Are you ready to encounter a complete Datacenter power failure ?

 The role of system administration involves three different responsibilities.

1. Be ready to Prevent the issues which are Expected to Arise

2. Be ready to Resolve the issues which are already Expected but couldn’t prevent from occurring.

3. Be Ready to Resolve the issues which are unexpected in nature.

We all are very well trained to fulfill the  first two responsibilities in most efficient manner. But, very few of us are actually ready to deal with the third responsibility, and the reason is not the technical capability but it is because of  ” lack of visibility on how our servers, that we are managing, are connected with other IT infrastructure components ( like networks / storage / power supply ) “.  In this post I am going  shed some light on this third responsibility of the system administrator.

The most unexpected and major outage for any IT infrastructure could happen due to the complete power supply failure in a Data center with some technical / human error. When the power supply fails, it is not only the servers that are going down but also the other major components, like network devices  and Storage devices, will also go down. You can look at the below figure to understand how the components in a data center are interconnected to each other.

 

 

Recovering from such power failure situation is little difficult task compared to any other system administrator responsibility,  and the difficulty is not because of technical complexity but because  of  procedural complexity which requires ” efficient communication and coordination capabilities”  from one side and  ” the delivery of technical excellence while racing with the time” in the other side.  

Most of the times such incidents happens during the times when they are  absolutely unexpected  ( example … you are in middle of a weekend’s beach party and you got a call from your boss saying that “we have a situation here, please come back to office” ) . And you know that time, you don’t even get time to understand what is happening and what is required to do but you just have to do something to recover the situation.  If you are alone and you haven’t encountered such situations in the past,  then  it will create high  pressure on you which make all your senses stop working.

 

Well,  how is the overall recovery procedure looks like, for such disasters?

 

For your quick understanding I have prepared a  check list with 10 recovery steps for a DC power failure incident.

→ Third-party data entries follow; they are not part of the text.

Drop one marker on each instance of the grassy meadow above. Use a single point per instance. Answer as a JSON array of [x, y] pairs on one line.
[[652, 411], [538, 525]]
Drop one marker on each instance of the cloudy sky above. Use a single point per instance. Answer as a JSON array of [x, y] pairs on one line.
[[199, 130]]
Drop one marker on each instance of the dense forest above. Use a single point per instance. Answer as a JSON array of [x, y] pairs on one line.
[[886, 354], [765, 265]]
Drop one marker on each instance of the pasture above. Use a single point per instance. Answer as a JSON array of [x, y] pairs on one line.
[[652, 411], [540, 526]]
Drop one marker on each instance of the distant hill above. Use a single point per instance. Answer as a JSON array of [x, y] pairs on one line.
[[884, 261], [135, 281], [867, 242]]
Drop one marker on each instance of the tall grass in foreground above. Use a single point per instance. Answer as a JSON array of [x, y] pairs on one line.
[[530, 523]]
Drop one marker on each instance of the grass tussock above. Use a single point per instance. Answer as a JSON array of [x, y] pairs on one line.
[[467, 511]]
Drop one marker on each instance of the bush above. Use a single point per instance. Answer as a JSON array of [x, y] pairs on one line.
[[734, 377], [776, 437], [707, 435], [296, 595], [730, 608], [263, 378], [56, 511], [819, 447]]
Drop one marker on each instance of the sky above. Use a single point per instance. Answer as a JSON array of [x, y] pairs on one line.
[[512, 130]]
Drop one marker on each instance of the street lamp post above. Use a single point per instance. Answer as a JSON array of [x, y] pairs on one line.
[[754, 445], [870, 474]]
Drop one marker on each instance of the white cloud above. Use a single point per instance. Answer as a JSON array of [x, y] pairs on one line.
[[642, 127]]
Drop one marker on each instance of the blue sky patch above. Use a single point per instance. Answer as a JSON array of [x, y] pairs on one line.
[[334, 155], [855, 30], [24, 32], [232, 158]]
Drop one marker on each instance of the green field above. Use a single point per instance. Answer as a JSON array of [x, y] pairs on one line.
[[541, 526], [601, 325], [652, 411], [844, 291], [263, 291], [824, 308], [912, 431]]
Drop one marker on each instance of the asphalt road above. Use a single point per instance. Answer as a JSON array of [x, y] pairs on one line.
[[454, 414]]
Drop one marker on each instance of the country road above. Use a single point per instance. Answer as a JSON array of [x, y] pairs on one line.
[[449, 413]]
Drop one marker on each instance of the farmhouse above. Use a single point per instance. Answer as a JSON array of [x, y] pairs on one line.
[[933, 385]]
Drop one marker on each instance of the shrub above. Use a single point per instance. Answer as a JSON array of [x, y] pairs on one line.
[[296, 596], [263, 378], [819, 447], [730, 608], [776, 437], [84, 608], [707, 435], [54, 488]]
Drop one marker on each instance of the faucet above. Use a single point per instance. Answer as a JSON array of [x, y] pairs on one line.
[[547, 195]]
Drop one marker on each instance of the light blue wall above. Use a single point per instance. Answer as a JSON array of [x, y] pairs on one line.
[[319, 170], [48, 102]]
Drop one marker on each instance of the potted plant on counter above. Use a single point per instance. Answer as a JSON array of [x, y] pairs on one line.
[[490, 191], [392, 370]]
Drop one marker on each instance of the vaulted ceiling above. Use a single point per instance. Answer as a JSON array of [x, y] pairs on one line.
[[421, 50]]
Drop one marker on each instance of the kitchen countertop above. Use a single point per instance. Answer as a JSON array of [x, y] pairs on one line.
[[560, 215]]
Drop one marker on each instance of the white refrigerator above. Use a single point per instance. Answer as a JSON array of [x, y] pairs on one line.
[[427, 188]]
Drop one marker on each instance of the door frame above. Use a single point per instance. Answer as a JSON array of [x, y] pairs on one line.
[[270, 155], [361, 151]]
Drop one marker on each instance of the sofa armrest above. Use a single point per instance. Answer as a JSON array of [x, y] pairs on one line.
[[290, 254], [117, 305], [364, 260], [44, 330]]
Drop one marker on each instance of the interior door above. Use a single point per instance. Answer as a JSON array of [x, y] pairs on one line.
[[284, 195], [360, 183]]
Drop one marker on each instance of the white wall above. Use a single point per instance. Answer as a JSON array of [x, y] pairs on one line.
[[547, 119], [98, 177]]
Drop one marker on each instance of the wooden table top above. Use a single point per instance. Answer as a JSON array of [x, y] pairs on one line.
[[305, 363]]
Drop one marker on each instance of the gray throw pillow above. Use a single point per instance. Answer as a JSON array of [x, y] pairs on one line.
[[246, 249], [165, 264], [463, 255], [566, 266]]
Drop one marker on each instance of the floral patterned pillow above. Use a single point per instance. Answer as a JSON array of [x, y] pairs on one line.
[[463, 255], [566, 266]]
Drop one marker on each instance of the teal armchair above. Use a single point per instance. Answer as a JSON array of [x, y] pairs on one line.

And I will explain each of them in detail in next sessions.

 

Before going to this checklist the most important thing you have to do is “Escalate the incident to your boss, the moment you realized that incident is major in nature“, that will help your manager to update senior management who can quickly engage the right  people to assess the business risk due to the technical failure. And this is most important task before doing any other technical fix to resolve the situation.

 

Step 1: Collect the Impacted Server list from the Server Configuration Database ( or Asset  Management Tool ).

In most of the enterprise environments the complete list of servers is available from a centralized configuration database which is having high level redundancy to tolerate single location disasters. And this configuration database query tool provide search facilities to query the server list based on the  location/network segment/region  …. etc.   You should generate such list for the specific data center which had issue, as first step of recover procedure.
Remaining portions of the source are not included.